Case Name: UNITED STATES of America, Petitioner, v. Honorable Caleb M. WRIGHT, Chief Judge, United States District Court for the District of Delaware, Respondent
Court: United States Court of Appeals for the Third Circuit
Jurisdiction: United States
Decision Date: 1960-03-22
Citations: 282 F.2d 428
Docket Number: No. 13186
Parties: UNITED STATES of America, Petitioner, v. Honorable Caleb M. WRIGHT, Chief Judge, United States District Court for the District of Delaware, Respondent.
Judges: 
Reporter: Federal Reporter 2d Series
Volume: 282
Pages: 428–431

Head Matter:
UNITED STATES of America, Petitioner, v. Honorable Caleb M. WRIGHT, Chief Judge, United States District Court for the District of Delaware, Respondent.
No. 13186.
United States Court of Appeals Third Circuit.
Petition for Writ of Mandamus Denied March 22, 1960.

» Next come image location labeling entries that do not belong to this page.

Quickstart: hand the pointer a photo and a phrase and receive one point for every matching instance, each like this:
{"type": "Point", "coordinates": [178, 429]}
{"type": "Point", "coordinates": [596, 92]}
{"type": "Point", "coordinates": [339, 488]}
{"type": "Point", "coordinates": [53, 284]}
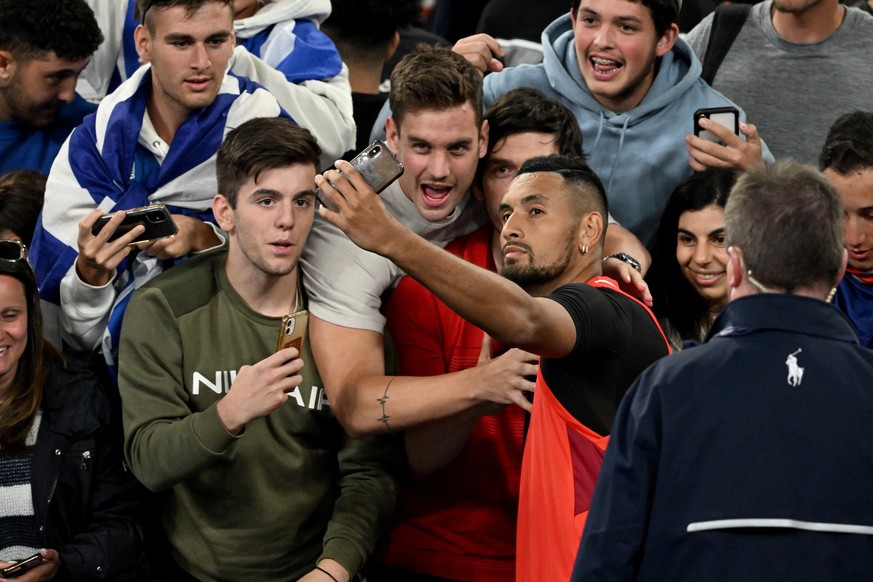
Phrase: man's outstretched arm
{"type": "Point", "coordinates": [498, 306]}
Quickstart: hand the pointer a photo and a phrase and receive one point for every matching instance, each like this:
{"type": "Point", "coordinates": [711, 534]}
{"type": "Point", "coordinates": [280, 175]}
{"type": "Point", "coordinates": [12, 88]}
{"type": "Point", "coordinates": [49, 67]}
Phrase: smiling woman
{"type": "Point", "coordinates": [65, 499]}
{"type": "Point", "coordinates": [689, 255]}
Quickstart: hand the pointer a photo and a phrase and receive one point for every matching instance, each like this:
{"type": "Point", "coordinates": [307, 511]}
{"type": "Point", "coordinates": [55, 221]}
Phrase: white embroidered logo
{"type": "Point", "coordinates": [795, 372]}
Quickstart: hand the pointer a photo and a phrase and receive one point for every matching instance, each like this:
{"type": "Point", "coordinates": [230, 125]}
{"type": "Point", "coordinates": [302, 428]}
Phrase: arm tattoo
{"type": "Point", "coordinates": [383, 400]}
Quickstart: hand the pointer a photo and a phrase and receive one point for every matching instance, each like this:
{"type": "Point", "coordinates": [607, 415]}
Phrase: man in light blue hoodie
{"type": "Point", "coordinates": [634, 86]}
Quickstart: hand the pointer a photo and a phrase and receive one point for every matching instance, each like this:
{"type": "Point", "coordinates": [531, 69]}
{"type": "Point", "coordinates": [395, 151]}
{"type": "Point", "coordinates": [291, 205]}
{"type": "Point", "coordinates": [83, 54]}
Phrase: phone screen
{"type": "Point", "coordinates": [156, 219]}
{"type": "Point", "coordinates": [293, 331]}
{"type": "Point", "coordinates": [726, 117]}
{"type": "Point", "coordinates": [21, 567]}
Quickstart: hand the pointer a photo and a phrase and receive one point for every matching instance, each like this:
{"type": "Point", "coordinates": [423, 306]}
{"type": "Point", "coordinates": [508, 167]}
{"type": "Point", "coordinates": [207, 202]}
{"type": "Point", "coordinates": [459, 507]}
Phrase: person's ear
{"type": "Point", "coordinates": [392, 134]}
{"type": "Point", "coordinates": [392, 46]}
{"type": "Point", "coordinates": [590, 231]}
{"type": "Point", "coordinates": [483, 139]}
{"type": "Point", "coordinates": [142, 40]}
{"type": "Point", "coordinates": [223, 212]}
{"type": "Point", "coordinates": [8, 66]}
{"type": "Point", "coordinates": [735, 269]}
{"type": "Point", "coordinates": [843, 266]}
{"type": "Point", "coordinates": [667, 40]}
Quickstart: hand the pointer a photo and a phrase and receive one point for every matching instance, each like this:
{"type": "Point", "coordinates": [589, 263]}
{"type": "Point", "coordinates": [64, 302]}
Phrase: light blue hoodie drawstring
{"type": "Point", "coordinates": [618, 153]}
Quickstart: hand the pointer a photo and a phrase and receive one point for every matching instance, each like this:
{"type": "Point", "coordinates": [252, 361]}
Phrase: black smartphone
{"type": "Point", "coordinates": [728, 117]}
{"type": "Point", "coordinates": [293, 331]}
{"type": "Point", "coordinates": [19, 568]}
{"type": "Point", "coordinates": [377, 165]}
{"type": "Point", "coordinates": [155, 217]}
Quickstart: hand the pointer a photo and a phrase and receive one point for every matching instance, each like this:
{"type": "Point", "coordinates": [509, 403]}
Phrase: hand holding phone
{"type": "Point", "coordinates": [155, 218]}
{"type": "Point", "coordinates": [728, 117]}
{"type": "Point", "coordinates": [377, 165]}
{"type": "Point", "coordinates": [20, 567]}
{"type": "Point", "coordinates": [293, 331]}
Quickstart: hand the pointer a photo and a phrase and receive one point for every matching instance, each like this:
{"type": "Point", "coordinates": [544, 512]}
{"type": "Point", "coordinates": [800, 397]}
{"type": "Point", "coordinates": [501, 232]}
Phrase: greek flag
{"type": "Point", "coordinates": [97, 167]}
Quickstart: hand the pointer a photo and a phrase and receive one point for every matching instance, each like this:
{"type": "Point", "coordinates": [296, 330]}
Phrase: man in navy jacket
{"type": "Point", "coordinates": [749, 457]}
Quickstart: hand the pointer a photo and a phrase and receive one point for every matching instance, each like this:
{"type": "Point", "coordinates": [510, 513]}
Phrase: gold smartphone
{"type": "Point", "coordinates": [377, 165]}
{"type": "Point", "coordinates": [293, 331]}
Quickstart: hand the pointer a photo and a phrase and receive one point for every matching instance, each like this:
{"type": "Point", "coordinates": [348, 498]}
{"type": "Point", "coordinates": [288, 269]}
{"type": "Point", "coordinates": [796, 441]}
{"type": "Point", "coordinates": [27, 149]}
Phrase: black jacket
{"type": "Point", "coordinates": [84, 497]}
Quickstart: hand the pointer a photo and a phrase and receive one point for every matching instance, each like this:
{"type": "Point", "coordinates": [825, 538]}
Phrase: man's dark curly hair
{"type": "Point", "coordinates": [30, 28]}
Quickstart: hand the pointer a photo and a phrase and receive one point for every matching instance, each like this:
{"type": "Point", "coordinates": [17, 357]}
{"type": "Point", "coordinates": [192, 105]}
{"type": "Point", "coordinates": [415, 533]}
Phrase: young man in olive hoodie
{"type": "Point", "coordinates": [265, 483]}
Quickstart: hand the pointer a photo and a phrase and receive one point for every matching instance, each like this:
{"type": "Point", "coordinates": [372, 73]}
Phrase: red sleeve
{"type": "Point", "coordinates": [415, 325]}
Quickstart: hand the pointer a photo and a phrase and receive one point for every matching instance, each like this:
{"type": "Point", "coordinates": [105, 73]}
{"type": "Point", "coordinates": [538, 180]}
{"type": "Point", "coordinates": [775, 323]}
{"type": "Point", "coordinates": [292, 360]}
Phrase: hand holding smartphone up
{"type": "Point", "coordinates": [721, 141]}
{"type": "Point", "coordinates": [728, 117]}
{"type": "Point", "coordinates": [376, 164]}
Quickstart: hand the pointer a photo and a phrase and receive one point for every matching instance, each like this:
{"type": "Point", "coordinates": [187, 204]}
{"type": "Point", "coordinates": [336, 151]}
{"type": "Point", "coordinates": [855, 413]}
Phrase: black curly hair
{"type": "Point", "coordinates": [31, 28]}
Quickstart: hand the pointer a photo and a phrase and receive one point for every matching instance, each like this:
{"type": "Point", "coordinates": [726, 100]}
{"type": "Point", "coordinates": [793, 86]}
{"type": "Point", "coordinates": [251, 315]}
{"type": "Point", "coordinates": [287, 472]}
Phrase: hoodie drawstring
{"type": "Point", "coordinates": [618, 153]}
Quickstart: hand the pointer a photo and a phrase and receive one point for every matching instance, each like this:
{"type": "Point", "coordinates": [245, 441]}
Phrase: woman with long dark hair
{"type": "Point", "coordinates": [65, 496]}
{"type": "Point", "coordinates": [687, 279]}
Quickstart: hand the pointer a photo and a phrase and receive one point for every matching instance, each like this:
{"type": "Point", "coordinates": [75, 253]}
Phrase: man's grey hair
{"type": "Point", "coordinates": [788, 221]}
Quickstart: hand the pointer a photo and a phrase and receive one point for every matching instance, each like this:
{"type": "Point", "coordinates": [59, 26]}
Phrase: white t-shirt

Rehearing Denied June 15, 1960.
As Amended July 28, 1960.
George Cochran Doub, Asst. Atty. Gen., Leonard G. Hagner, U. S. Atty., Morton Hollander, Mark R. Joelson, Attys., Dept, of Justice, Washington, D. C., on the brief for the United States.
James M. Tunnell, Jr., Wilmington, Del., for United Airlines, Inc.
No appearance for Judge Wright.
Before BIGGS, Chief Judge, and GOODRICH, McLAUGHLIN, KALOD-NER, STALEY, HASTIE and FOR-MAN, Circuit Judges.

Opinion:
PER CURIAM.
In this case a petition for a writ of mandamus was denied. A petition for rehearing followed. The dissent to denial of that petition makes necessary this brief opinion.
The alleged abuse of discretion attributed to the district judge is that he employed improper standards in deciding the motion for change of venue. What is charged is a mistake of law. To issue mandamus on that basis would be to substitute the writ for appeal. The next step and it would be a short one might well be use or rather misuse of the writ to correct interlocutory orders where appeal is foreclosed, by urging abuse of discretion.
If we issued a writ in this instance, what action would it direct? Though we are satisfied to the contrary, assuming the district judge failed to apply the standards set forth in 28 U.S.C.A. § 1404 (a) we are without knowledge that he would have granted the transfer even if he had followed § 1404. Were we to direct a transfer of this cause we would in effect be assuming original jurisdiction.
In that original jurisdiction phase there are strong arguments in favor of change of venue. But those arguments are not so strong as to justify us in holding that the district judge, who was alert to and guided by Section 1404, abused his discretion in denying the motion. Dissent from his view represents a difference of opinion, nothing more. It would be a grave mistake for us to seize on the elements presented so well by petitioner as an excuse to arbitrarily strip the district court of the result of its independent honest thinking, i. e. its judgment, and force that thinking to be controlled decisionally by an appellate tribunal.
The petition for rehearing will be denied.
. "For the convenience of parties and witnesses, in the interest of justice, a district court may transfer any civil action to any other district or division where it might have been brought."